Mamed Chalidow ogłasza. Na godziny przed walką
Mamed Chalidow ogłasza. Na godziny przed walką/INTERIA.TV

Pochodzący z Czeczenii wojownik to prawdziwa legenda federacji KSW oraz były mistrz w wadze półciężkiej i średniej. Jego występy zawsze budzą wielkie emocje, choć ostatni zakończył się bardzo dużym rozczarowaniem. Wspomniany, pięściarski pojedynek z  Tomaszem "Góralem" Adamkiem zmuszony był poddać już w trzeciej rundzie z powodu kontuzji ręki.

Zupełnie inaczej wyglądała jego ostatnia walka w formule MMA. Trylogię ze Scottem Askhamem "zamknął" nokautem "latającym kolanem". Został za ten wyczyn nagrodzony bonusem pieniężnym. Szansa na kolejny - już w sobotę. Chociaż... sam Chalidow zdaje się mieć do jego zgarnięcia innego faworyta.

Bonus dla Chalidowa? On już wie, kto go zgarnie

Przeciwnikiem 44-latka będzie zdecydowanie młodszy Adrian Bartosiński. To właśnie on wydaje się być faworytem pojedynku, choć rutyniarz z pewnością podejdzie do tego starcia pełen wiary we własny sukces. Dał temu wyraz już w piątek.

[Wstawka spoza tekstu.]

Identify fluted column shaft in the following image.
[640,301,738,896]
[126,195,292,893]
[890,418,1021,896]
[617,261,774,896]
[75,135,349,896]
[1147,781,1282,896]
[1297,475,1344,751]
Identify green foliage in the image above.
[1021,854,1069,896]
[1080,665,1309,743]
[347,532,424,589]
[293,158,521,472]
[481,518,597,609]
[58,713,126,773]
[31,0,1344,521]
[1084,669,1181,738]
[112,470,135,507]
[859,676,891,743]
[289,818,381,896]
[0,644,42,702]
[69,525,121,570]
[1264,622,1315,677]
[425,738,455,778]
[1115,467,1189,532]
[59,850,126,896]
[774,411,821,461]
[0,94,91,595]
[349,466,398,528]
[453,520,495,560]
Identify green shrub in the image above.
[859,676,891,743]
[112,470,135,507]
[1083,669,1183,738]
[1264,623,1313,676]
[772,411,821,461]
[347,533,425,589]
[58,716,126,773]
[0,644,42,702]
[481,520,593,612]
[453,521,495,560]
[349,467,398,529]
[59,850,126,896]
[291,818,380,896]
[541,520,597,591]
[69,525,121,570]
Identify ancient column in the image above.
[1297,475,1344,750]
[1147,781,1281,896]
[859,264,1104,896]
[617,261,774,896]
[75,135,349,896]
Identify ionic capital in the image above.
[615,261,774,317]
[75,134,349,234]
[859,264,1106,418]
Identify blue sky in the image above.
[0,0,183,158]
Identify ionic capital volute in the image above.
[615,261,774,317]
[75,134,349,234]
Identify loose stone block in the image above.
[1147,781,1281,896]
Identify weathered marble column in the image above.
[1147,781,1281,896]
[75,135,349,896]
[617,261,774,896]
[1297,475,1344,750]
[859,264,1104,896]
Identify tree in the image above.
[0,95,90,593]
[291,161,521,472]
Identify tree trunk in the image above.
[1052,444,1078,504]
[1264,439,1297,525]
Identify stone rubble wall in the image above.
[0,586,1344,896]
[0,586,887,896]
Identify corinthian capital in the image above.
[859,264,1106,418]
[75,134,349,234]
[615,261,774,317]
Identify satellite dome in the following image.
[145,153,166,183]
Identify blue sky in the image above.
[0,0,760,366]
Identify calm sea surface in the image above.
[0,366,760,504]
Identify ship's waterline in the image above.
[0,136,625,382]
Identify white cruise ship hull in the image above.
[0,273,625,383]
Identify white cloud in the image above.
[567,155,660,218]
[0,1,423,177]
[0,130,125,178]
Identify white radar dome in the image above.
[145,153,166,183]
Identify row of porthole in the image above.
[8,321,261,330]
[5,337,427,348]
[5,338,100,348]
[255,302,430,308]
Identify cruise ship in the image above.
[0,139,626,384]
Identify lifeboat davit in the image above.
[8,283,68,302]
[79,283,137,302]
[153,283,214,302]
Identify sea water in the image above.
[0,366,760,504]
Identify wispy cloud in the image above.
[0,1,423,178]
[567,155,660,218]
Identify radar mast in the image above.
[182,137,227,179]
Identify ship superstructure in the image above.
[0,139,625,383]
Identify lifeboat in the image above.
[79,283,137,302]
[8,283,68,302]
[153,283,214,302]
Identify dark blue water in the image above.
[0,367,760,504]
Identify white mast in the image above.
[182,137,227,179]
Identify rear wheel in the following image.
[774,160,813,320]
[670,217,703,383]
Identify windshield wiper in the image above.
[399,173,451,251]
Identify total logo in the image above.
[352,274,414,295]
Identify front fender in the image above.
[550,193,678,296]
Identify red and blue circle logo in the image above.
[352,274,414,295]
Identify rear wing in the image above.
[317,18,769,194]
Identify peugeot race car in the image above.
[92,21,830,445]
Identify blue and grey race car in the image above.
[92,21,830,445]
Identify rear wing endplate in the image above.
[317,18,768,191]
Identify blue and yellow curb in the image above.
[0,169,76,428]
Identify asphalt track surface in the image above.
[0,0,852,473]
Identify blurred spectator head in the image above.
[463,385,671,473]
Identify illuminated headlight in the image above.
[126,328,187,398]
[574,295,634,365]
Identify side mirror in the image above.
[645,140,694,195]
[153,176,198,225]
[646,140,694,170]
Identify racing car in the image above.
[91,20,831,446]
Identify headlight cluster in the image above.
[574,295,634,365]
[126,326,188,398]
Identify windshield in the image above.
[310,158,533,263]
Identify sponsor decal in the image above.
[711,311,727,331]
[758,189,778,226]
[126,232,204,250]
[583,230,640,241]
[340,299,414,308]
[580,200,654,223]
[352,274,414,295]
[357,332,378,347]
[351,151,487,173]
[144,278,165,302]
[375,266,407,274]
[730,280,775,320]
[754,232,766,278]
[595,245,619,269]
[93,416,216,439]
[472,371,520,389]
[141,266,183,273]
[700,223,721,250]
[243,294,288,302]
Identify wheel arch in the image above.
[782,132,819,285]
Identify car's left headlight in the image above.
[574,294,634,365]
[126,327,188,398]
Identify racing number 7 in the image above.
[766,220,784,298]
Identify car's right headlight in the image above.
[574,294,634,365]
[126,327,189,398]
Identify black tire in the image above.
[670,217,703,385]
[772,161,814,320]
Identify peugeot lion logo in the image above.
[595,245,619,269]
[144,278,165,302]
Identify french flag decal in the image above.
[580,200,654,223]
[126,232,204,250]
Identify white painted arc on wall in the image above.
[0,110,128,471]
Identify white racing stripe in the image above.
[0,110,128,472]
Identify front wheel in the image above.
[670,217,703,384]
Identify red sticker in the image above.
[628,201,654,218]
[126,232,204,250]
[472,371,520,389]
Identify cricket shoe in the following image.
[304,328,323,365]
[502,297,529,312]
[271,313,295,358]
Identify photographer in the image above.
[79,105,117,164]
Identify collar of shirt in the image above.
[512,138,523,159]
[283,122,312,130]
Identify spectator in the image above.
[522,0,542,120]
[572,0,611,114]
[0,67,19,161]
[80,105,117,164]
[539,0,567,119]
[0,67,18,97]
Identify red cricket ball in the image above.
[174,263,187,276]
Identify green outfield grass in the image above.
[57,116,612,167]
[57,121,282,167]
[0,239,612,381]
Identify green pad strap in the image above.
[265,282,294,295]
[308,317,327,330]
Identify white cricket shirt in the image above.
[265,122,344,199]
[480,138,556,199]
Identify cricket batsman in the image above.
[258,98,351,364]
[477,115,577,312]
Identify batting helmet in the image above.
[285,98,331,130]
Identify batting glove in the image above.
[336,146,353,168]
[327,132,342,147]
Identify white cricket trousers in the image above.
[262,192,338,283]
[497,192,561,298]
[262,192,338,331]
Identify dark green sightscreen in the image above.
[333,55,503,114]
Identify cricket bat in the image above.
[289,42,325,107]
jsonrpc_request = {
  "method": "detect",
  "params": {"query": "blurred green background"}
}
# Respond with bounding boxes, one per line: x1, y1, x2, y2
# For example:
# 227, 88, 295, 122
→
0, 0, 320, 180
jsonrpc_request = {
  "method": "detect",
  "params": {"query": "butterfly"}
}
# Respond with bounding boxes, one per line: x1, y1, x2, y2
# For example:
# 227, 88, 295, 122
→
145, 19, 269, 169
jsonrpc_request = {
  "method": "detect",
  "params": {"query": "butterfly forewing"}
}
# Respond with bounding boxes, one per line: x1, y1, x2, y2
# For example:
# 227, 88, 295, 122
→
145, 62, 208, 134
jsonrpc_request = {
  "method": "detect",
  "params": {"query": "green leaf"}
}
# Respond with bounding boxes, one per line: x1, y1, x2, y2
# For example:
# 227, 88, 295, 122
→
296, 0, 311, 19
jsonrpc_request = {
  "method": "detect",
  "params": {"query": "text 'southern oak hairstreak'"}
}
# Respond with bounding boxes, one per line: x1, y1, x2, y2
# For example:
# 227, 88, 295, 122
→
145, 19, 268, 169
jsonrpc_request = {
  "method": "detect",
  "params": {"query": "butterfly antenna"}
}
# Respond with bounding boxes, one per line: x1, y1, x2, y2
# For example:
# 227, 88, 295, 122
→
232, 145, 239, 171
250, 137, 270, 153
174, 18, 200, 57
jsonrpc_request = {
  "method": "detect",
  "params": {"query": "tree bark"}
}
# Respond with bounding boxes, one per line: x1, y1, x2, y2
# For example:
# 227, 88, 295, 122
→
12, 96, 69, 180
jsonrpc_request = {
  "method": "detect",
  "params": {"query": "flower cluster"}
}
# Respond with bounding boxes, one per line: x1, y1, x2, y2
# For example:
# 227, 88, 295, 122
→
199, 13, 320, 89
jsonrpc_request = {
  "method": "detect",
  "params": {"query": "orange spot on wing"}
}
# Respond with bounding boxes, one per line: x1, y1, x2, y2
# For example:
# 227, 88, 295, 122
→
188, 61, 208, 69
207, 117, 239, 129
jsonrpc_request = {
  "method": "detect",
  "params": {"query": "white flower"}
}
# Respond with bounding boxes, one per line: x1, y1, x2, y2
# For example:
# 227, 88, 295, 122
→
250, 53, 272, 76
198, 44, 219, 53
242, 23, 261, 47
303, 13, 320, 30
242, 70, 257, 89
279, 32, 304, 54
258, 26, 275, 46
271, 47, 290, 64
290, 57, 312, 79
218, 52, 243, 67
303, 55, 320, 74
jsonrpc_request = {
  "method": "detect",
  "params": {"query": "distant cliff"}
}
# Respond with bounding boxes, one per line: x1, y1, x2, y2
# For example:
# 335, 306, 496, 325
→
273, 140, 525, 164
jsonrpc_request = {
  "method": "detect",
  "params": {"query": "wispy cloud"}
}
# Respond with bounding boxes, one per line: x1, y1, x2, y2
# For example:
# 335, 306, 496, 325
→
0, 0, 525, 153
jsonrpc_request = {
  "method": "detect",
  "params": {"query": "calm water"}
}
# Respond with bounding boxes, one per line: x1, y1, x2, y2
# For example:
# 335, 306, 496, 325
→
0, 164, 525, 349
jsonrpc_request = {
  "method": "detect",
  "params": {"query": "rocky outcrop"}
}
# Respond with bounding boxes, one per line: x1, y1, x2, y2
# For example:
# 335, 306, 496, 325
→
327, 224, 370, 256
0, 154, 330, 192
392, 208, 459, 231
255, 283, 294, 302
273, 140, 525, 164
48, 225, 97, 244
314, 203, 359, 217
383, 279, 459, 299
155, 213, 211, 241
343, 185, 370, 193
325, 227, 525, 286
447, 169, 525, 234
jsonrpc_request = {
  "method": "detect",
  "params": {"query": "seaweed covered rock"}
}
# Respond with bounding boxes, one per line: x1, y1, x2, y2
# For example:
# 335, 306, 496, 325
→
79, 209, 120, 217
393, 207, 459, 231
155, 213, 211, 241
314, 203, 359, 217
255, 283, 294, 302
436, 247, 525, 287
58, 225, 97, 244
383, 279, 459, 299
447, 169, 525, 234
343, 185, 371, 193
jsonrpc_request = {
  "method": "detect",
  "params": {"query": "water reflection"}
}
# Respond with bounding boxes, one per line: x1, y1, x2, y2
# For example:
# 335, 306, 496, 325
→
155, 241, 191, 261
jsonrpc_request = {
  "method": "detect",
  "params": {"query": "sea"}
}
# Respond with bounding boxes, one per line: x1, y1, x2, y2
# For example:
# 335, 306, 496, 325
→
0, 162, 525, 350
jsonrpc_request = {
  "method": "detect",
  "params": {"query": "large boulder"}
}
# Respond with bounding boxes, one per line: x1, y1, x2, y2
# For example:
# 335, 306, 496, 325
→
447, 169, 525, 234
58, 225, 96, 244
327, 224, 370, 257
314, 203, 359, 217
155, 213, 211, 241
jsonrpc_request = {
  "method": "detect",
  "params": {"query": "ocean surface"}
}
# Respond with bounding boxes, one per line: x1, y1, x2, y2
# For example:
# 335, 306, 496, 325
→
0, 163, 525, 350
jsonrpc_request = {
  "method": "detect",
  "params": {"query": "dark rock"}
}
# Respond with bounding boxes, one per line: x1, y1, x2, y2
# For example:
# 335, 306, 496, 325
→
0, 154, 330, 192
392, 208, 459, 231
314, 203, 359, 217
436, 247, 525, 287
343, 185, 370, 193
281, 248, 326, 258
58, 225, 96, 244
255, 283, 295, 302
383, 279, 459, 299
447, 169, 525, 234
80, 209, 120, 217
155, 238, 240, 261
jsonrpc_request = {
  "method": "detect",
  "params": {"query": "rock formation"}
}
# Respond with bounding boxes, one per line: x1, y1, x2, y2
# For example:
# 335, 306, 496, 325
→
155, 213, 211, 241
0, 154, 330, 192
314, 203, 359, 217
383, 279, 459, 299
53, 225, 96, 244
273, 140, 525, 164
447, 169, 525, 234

Robię to, co kocham. Mam 44 lata, mogę bić się z najlepszymi, w walce wieczoru

~ mówił dla KSW

Kwestię ewentualnego bonusu - 100 tysięcy złotych skwitował za to jednym zdaniem. "Wrzosek powiedział że zgarnie" - zdradził, mając rzecz jasna na myśli Arkadiusza, który zmierzy się z Matheusem Scheffelem.

Gala KSW 100 już w sobotę. Relacja "na żywo" w Interii.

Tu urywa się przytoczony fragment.